His clear baritone rang out in a merry laugh, followed by the chiding comment, “A bad cast, Ehrik! You missed the mark by at least a handsbreadth. Sun and Wind, man, have we then grown so old and decrepit, you and I? Why, I’ve seen you bring down a stooping hawk with that sling!”

The vicious humming had recommenced. Again it ceased, and Vaskos gritted his teeth, for his father was now closer and, with the westering sun to his back, would provide an unmissable target. But no stone came.

“Ha … Hari … ? My lord? Be it really you?” rumbled the hidden basso.

“Aye, Ehrik. Half-deafened by the last loud note of your slingsong, but it’s me. But man, you know my financial state! How in hell am I going to pay the thoheeks bloodprice on those three Freefighters of his you just slew?” the komees said.

There was a deep whoop of joy from the underbrush, and a black-bearded man of about Vaskos’ age arose from his hiding place, a gap-toothed grin splitting a battered face capped by a handful of blood-caked, dirty bandages. Looking into the brush about him, he crowed, “You see! You see! I told you all that that woman-stealing, child-stealing, ewe-raping dog of a Danos lied in his mossy teeth! He swore Komees Hari lay slain, yet there he sits, you gullible fools. There sits our dear lord! Why bide we here?”

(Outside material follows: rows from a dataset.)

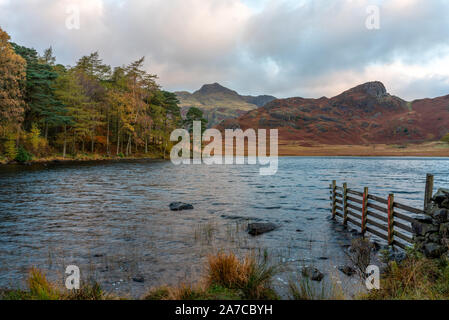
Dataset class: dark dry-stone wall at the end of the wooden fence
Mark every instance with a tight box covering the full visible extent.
[412,189,449,258]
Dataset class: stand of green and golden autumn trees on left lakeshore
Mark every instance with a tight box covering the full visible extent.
[0,25,182,159]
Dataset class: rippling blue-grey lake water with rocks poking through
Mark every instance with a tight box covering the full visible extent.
[0,157,449,297]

Then they were all about him. The empty-appearing brush poured forth men, women, children, dogs and even a few goats. And Ehrik’s thick arms were lifting up the youngest child of his dead first wife that he might see that this rider was truly the old lord, always the protector of his people. And the others clustered as close as possible, laughing, weeping, chattering, reaching forth dirty, broken-nailed hands to touch a dusty boot or a bit of armor, their tears of happiness almost laying the dust raised by their bare feet.

Watching, Vaskos felt both awe and fierce pride. Awe of a man so uncompromisingly good that he could command such love and devotion from his people, pride that he was the son—even the bastard son—of so just and loyal a man.

As it developed, only one of the Freefighters was dead, the stone having taken him in the eye and smashed a splintering path into the brain. The second had a dented helm and a lump the size of a turkey egg on the side of his head. The last had suffered a broken collarbone—but was conscious and jokingly asserting to have suffered worse injuries from hungry mosquitoes.

While villagers and hidden archers guarded a farflung perimeter, Gaib’s troopers lined up to water their horses at the small spring, then hunkered down to share their rations with the ravenous villagers.